On the screen was a coded file they'd pulled from Lucian's private server. It wasn't just numbers or coordinates. It was names. Lists. Operations. One name stood out—Kael's.

Riven's blood chilled.

"Unfinished mission," Jordan read aloud. "Linked to Project Umbra." He glanced up. "Does that mean anything to you?"

Riven's expression didn't change, but inside he was burning. Project Umbra was a ghost file. A mission whispered about in briefing rooms and erased in the same breath. It was supposed to have been buried years ago.

"Looks like someone's keeping it alive," Jordan said, his tone wary.

Kael frowned, looking between them. "And I'm what—on their list?"

Riven's silence said more than words could.

Hours later, after Jordan had dozed off again, Kael stayed at the table, head resting on folded arms. He was fighting sleep, his eyelids heavy, his breaths slower.

Riven watched. He told himself it was strategy—observing his subject, calculating risk—but the truth was quieter, more dangerous. He simply couldn't look away.

Finally, when Kael's shoulders sagged and he slipped into sleep, Riven stood. He unzipped his jacket, heavy with warmth, and draped it over Kael's frame.

The moment his fingers brushed Kael's arm, Kael stirred, eyes half-opening. "Riven?" he murmured, voice rough with sleep.

Riven froze.

Kael's lips curved faintly. "Didn't know you could be gentle."

Riven pulled back, but Kael caught his wrist—not tight, just enough to hold him there. The library was silent, the world outside swallowed by mist, and for a breath, it felt like they were the only two people alive.

"You don't have to carry it all alone," Kael whispered, not quite awake, not quite dreaming.

Riven's throat tightened. Words rose and died unsaid.

When Kael's hand finally slipped away, he stayed seated beside him, listening to his breathing, pretending it didn't steady his own.

Near dawn, as shadows stretched long through the windows, Riven's phone buzzed—a secured channel, encrypted. He slipped outside to answer it.

A voice, distorted. "The university has a leak. Someone on the inside is feeding Lucian."

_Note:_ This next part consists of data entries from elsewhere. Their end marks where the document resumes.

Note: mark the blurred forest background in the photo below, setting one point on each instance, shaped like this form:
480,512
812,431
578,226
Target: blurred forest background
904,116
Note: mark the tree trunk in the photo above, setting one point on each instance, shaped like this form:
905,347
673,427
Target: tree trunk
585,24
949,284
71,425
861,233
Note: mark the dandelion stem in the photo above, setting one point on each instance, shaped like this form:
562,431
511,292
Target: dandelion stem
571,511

Riven's pulse sharpened. "Who?"

No answer. Just static, then: "Watch the cloaked figure. They aren't your enemy. They're keeping Kael alive."

The line went dead.

Riven stared at the phone, his reflection fractured in the black screen. If the cloaked figure wasn't their enemy, then what were they? Protector? Pawn? Something worse?

And why was Kael the center of it all?

Back inside, Kael was awake now, the jacket draped around his shoulders. He looked at Riven with that same lazy, disarming smile. "You look like you saw a ghost."

Riven didn't answer. He sat back down, his mind a battlefield of shadows and half-truths.

Kael leaned closer, his voice low. "Tell me something, Riven. If I wasn't me—if I was just… whoever they say I am—would you still be here?"

The question was too sharp, too direct. Riven almost flinched.

Instead, he said nothing.

Kael chuckled softly, though there was no humor in it. "Didn't think so."

But as Kael looked away, Riven's hand twitched against the table, wanting to reach across, to break the silence. Wanting to tell him that he was wrong. That he would stay. Always.

But soldiers don't confess. They endure.

As the sun began to rise, the mist outside parted just enough for Riven to see the courtyard below.

And there, standing at the edge of the shadows, was the cloaked figure.

Watching them.

Not moving. Not hiding. Just waiting.

Riven's eyes narrowed. He finally understood something—this wasn't over. Whoever the figure was, they weren't finished. And the next move was theirs.